As for leaks, soapy water works very well.


----------



## default (May 28, 2011)

Darkblade48 said:


> If the delivery pressure adjustment knob is turned counter clockwise all the way (and the handle is loose), when you plug in the solenoid, there should be no bubbles.
> 
> Plugging in the solenoid opens the plunger, allowing gas to flow. However, if the regulator delivery pressure knob is counter clockwise all the way, then gas should not be able to flow.
> 
> As for leaks, soapy water works very well.


Yes, with it fully turned to the left there are no bubbles. But the unit is turned on, it won't stop. I messaged Milwaukee and they said there was a serious problem. But that's it...


----------



## coldmantis (Apr 5, 2010)

I'm glad I didn't buy it, was going to though but changed my mind.


----------



## Darkblade48 (Jan 28, 2008)

default said:


> Yes, with it fully turned to the left there are no bubbles. But the unit is turned on, it won't stop. I messaged Milwaukee and they said there was a serious problem. But that's it...


If the knob is turned fully counter clockwise, there should be no bubbles, so this is fine.

When you plug in the solenoid, even with the knob turned fully counter clockwise, you are getting gas flow?

If this is the case, then it indicates a more serious problem.


----------



## default (May 28, 2011)

Darkblade48 said:


> If the knob is turned fully counter clockwise, there should be no bubbles, so this is fine.
> 
> When you plug in the solenoid, even with the knob turned fully counter clockwise, you are getting gas flow?
> 
> If this is the case, then it indicates a more serious problem.


Oh no no, when it's fully counter clockwise there are no bubbles, just when it's set and then the timer turns it off there seems to be a lot of build up of co2. It ran slowly for at least a couple of hours after the system was off.


----------



## default (May 28, 2011)

coldmantis said:


> I'm glad I didn't buy it, was going to though but changed my mind.


Yea... I wanted to experiment with a kit. But became very disappointing. The seller was a really nice guy, very helpful as well. Just never expected this.. I got help from a couple of members - thanks so much, and they all seem to say its no big issue, just I can't refer to the low pressure gauge. I've tried to "blow" debris out and the solenoid seems to work a little better but still the build up is quite strong.
Only real problem now is in the morning, what I noticed today is when the system comes back online (I left it unplugged to see) the bubble counter won't work due to some sort of no pressure issue. Hopefully it's not a leak.


----------



## Darkblade48 (Jan 28, 2008)

default said:


> Oh no no, when it's fully counter clockwise there are no bubbles, just when it's set and then the timer turns it off there seems to be a lot of build up of co2. It ran slowly for at least a couple of hours after the system was off.

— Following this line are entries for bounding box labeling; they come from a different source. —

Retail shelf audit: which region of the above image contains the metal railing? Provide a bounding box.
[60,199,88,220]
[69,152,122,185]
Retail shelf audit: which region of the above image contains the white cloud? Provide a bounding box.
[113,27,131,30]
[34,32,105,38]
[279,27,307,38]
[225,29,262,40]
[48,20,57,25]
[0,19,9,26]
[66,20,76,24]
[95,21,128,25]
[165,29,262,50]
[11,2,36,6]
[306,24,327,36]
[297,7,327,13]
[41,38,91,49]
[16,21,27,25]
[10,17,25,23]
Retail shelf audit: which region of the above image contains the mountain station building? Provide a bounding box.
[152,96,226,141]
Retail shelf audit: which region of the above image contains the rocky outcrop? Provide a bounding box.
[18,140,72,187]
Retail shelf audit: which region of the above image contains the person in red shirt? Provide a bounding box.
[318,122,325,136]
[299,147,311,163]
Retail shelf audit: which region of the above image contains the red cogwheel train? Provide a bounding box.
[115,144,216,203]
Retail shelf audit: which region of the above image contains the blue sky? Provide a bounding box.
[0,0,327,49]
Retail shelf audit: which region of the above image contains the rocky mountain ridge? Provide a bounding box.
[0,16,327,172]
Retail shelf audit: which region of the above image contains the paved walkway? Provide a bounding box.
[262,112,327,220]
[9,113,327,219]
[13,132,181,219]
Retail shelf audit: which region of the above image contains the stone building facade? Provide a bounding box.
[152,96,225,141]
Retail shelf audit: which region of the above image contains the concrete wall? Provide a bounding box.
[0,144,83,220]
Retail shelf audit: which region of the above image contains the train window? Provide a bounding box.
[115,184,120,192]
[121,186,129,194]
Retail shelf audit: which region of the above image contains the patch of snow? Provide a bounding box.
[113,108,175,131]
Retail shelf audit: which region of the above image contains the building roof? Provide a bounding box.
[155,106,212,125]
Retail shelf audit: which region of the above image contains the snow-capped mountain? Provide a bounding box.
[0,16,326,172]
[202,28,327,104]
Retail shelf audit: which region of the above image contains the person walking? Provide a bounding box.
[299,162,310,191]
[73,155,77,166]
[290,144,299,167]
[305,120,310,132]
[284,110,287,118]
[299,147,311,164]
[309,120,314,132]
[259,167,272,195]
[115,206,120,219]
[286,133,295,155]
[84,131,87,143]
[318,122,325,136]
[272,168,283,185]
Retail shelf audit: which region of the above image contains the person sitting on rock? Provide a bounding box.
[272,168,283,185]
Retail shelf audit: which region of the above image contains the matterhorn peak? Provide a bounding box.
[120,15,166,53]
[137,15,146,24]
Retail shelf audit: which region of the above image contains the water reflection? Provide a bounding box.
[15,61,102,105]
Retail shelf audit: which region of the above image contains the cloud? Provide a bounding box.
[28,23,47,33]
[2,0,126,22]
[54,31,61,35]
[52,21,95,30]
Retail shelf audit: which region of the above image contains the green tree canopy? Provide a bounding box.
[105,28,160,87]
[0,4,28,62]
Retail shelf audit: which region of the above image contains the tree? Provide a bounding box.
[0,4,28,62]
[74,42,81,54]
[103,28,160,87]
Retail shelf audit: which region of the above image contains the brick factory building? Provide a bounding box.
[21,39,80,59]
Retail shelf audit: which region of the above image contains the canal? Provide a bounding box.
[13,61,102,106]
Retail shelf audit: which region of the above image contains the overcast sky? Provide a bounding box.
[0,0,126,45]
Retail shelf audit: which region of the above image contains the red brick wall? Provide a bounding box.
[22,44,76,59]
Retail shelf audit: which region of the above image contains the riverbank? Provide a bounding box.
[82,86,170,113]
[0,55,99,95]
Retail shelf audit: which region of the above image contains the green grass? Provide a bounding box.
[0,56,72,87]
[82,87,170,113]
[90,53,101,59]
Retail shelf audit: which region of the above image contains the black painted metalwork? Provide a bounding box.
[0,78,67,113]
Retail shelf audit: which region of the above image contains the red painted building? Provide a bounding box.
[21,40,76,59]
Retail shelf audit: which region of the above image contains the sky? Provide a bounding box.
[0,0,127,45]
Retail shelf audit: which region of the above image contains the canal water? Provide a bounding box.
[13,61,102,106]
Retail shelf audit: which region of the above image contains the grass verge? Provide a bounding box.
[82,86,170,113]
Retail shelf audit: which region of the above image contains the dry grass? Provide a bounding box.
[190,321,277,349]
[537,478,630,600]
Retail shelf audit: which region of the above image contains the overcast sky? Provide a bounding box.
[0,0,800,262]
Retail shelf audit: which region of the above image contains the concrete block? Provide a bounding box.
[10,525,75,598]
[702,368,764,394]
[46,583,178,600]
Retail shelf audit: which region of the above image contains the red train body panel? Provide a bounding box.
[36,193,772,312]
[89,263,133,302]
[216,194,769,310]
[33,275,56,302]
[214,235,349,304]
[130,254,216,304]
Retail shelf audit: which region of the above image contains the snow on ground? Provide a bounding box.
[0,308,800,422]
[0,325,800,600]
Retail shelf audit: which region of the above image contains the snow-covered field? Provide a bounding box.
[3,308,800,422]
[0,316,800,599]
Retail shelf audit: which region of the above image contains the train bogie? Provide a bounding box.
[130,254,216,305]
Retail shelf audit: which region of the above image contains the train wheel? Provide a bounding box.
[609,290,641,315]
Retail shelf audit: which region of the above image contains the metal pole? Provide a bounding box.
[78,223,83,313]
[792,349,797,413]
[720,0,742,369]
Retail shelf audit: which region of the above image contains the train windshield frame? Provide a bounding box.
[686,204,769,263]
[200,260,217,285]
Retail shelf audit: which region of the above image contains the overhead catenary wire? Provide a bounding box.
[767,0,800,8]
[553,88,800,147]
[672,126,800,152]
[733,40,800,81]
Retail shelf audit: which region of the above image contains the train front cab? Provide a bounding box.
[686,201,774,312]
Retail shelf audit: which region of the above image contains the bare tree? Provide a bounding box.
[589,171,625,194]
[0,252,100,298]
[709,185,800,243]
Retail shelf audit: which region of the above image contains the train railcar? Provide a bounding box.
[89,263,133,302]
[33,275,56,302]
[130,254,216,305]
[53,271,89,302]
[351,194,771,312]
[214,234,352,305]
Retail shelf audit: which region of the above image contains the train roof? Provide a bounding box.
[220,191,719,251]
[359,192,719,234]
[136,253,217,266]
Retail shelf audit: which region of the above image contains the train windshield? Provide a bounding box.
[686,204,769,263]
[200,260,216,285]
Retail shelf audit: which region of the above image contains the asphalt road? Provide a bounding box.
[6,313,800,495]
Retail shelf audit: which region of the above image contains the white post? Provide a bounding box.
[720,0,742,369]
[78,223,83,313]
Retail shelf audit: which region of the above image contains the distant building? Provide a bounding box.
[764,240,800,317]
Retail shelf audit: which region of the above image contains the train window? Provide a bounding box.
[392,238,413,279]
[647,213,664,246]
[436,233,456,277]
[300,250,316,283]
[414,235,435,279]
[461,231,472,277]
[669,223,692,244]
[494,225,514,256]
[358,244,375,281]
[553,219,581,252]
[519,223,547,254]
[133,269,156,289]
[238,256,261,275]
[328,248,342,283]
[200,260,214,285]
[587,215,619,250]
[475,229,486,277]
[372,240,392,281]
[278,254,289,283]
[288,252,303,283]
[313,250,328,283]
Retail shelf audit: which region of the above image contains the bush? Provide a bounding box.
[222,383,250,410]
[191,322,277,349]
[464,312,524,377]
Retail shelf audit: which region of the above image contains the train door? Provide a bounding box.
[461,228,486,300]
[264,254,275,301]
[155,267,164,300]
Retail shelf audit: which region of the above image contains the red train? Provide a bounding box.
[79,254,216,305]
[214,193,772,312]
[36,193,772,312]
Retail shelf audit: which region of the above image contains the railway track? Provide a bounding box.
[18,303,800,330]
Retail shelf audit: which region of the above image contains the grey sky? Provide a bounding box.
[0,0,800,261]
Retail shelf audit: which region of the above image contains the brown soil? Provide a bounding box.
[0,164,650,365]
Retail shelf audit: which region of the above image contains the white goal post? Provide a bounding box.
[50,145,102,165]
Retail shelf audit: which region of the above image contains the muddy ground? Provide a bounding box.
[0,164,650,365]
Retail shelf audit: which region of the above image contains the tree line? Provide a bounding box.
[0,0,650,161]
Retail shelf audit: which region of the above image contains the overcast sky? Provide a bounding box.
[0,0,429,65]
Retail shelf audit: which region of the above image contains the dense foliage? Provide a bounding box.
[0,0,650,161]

Ah, so when you set your delivery pressure, and the timer closes the solenoid, there is still some CO2 flow? If this is the case, then it is normal, and nothing to worry about.

The flow should stop after awhile (perhaps an hour or two). If there is still CO2 flowing after (say) 6 hours, then the solenoid plunger is not closing properly, likely due to debris.



default said:


> I've tried to "blow" debris out and the solenoid seems to work a little better *but still the build up is quite strong*.
> Only real problem now is in the morning, what I noticed today is when the system comes back online (I left it unplugged to see) the bubble counter won't work due to some sort of no pressure issue. Hopefully it's not a leak.


What build up are you talking about? The remaining pressure that needs to be released after the solenoid closes?


----------



## default (May 28, 2011)

Darkblade48 said:


> Ah, so when you set your delivery pressure, and the timer closes the solenoid, there is still some CO2 flow? If this is the case, then it is normal, and nothing to worry about.
> 
> The flow should stop after awhile (perhaps an hour or two). If there is still CO2 flowing after (say) 6 hours, then the solenoid plunger is not closing properly, likely due to debris.
> 
> What build up are you talking about? The remaining pressure that needs to be released after the solenoid closes?


Yea it would run for like an additional half a day. But the pressure I'm speaking of is when the solenoid turns on again the system would be halted for some time until further pressure is built up, I found this really weird as to why it would be doing this. The bubble counter would be at around a bubble a second and then in the morning it would completely stop.


----------



## Darkblade48 (Jan 28, 2008)

default said:


> Yea it would run for like an additional half a day. But the pressure I'm speaking of is when the solenoid turns on again the system would be halted for some time until further pressure is built up, I found this really weird as to why it would be doing this. The bubble counter would be at around a bubble a second and then in the morning it would completely stop.


This is normal too. When the solenoid opens, it will take some time for pressure to build up before you can get a consistent bubble count again.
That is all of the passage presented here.